2º Bimestre 2020: Ética e Cidadania
Caso menino Miguel: 'A nossa supremacia branca é
assim', diz historiadora
Garoto
de 5 anos morreu após cair do prédio de luxo de patrões da mãe, empregada
doméstica; caso inflamou debate sobre racismo brasileiro em meio a
manifestações americanas.
Por BBC
05/06/2020 08h44. Atualizado há 4 dias
Miguel Otávio morreu ao cair do 9º andar de um prédio de luxo
no Recife — Foto: Reprodução/Facebook
Na semana em que protestos motivados pela morte de um homem
negro, George Floyd, por um policial branco nos Estados Unidos se espalharam
também pelas redes sociais brasileiras, o filho negro de uma empregada
doméstica, Miguel Otávio, morreu
ao cair de um prédio de luxo no Recife, enquanto estava aos cuidados da
patroa, branca.
Para a historiadora Luciana da Cruz Brito, professora da
Universidade Federal do Recôncavo Baiano (UFRB) e especialista em história da
escravidão, abolição e pós-abolição no Brasil e nos EUA, a morte de Miguel
resume o debate sobre as diferenças entre a questão racial nos dois países.

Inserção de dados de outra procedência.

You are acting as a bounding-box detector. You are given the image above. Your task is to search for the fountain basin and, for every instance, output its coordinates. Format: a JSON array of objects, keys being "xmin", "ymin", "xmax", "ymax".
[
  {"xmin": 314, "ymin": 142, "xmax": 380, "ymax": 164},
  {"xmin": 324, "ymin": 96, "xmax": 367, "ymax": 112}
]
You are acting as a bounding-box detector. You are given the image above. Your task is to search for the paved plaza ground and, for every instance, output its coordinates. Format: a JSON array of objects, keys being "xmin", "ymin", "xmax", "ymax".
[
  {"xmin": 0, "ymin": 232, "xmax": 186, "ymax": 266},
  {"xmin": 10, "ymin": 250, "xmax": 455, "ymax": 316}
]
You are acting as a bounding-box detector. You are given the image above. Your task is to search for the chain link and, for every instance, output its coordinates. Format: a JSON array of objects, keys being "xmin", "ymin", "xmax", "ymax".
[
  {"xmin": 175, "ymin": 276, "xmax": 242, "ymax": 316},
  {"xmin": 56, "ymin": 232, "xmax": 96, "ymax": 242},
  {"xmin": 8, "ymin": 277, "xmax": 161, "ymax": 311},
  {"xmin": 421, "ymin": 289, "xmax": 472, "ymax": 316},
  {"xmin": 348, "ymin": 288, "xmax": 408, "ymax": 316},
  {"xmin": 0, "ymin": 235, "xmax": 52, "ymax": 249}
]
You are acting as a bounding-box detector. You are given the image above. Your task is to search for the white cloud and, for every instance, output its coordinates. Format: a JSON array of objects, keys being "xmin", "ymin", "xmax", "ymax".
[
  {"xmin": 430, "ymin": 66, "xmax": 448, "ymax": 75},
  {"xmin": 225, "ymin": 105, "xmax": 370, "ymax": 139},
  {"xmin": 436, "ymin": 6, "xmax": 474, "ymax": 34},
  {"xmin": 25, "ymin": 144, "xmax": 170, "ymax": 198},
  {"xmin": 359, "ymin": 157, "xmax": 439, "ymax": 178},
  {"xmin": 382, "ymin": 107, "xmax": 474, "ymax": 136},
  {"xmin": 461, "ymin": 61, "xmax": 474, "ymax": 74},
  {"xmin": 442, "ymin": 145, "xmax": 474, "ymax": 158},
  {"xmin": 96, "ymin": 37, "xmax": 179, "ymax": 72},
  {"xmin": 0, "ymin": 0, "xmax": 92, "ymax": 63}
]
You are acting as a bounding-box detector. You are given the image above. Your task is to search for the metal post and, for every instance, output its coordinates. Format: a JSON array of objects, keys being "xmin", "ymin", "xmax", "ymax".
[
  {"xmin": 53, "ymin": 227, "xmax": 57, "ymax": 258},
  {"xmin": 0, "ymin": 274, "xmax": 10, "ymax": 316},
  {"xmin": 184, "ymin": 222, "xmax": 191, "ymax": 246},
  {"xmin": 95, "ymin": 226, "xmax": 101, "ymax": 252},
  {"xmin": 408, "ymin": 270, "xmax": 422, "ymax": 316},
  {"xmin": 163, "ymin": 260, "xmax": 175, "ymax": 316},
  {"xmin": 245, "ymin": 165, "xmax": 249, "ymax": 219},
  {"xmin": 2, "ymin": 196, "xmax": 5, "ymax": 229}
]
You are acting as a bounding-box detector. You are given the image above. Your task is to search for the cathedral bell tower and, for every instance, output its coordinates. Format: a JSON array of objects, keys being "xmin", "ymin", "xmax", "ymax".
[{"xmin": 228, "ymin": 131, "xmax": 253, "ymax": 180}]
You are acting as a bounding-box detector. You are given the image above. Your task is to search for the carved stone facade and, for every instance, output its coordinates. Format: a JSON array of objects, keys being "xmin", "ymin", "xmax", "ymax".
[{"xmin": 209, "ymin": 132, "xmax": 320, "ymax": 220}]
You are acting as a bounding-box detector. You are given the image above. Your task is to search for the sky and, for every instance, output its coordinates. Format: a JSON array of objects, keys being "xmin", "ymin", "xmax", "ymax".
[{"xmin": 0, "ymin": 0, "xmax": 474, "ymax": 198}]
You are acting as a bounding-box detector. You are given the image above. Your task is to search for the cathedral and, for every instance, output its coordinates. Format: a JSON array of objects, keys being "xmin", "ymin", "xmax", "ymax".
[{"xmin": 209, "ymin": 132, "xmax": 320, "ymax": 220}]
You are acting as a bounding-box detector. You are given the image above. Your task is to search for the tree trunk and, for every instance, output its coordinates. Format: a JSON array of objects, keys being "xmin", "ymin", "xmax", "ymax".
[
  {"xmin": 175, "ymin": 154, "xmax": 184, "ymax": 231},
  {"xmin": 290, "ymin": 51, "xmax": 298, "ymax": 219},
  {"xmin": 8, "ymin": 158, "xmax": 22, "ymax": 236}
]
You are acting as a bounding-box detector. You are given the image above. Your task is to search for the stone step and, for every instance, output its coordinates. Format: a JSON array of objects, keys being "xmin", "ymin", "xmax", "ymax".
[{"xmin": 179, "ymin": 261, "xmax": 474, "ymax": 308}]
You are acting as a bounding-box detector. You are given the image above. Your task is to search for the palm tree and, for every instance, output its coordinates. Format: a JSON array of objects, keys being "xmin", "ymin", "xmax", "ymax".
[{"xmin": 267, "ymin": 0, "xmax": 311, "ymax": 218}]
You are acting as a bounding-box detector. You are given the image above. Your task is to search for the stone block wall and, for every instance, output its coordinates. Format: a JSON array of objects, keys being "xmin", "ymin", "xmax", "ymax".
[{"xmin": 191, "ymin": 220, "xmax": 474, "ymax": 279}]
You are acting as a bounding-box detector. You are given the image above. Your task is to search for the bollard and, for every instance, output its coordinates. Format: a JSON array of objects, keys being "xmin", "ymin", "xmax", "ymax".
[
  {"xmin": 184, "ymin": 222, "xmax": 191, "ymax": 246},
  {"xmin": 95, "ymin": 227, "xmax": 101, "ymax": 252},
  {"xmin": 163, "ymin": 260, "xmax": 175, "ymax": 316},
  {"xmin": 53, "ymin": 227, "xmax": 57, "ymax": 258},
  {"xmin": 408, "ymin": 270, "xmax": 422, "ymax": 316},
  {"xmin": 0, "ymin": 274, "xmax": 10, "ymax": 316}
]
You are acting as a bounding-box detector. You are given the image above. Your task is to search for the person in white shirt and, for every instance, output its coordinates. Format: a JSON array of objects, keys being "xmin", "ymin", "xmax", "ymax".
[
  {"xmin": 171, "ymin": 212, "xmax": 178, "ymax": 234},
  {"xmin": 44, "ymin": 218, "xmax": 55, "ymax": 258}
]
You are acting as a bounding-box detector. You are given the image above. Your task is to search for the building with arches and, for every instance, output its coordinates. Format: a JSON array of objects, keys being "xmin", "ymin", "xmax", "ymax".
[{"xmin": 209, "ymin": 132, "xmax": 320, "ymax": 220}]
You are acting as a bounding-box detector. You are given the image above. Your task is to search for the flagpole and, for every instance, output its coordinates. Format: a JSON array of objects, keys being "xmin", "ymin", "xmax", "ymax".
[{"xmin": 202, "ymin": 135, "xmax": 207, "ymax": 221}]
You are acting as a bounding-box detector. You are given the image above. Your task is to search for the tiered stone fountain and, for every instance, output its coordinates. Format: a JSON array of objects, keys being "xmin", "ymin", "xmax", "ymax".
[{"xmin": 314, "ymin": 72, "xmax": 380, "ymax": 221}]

"A nossa supremacia branca é assim. Não tivemos leis
segregacionistas, como nos Estados Unidos, mas temos o mesmo princípio de que
algumas pessoas são mais humanas do que outras", disse à BBC News Brasil,
em entrevista por telefone.
O garoto de 5 anos tinha acompanhado a mãe, Mirtes Renata de
Souza, ao trabalho no apartamento dos patrões, já que as creches em Recife
estão fechadas por causa da pandemia de covid-19. Mirtes teve de descer para
passear com o cachorro da patroa, e deixou o filho aos cuidados desta. O menino
começou a chorar enquanto a patroa fazia as unhas com uma manicure e entrou no
elevador do prédio, no 5º andar, para buscar a mãe.
Imagens do circuito de câmeras de segurança, divulgadas pela Polícia
Civil, mostram o momento em que a patroa, identificada por Mirtes em entrevista
à TV Globo como Sari Corte Real, fala com o menino no elevador e parece apertar
um dos botões. De acordo com a investigação, o menino desceu no 9º andar,
escalou uma grade na área dos aparelhos de ar-condicionado e caiu.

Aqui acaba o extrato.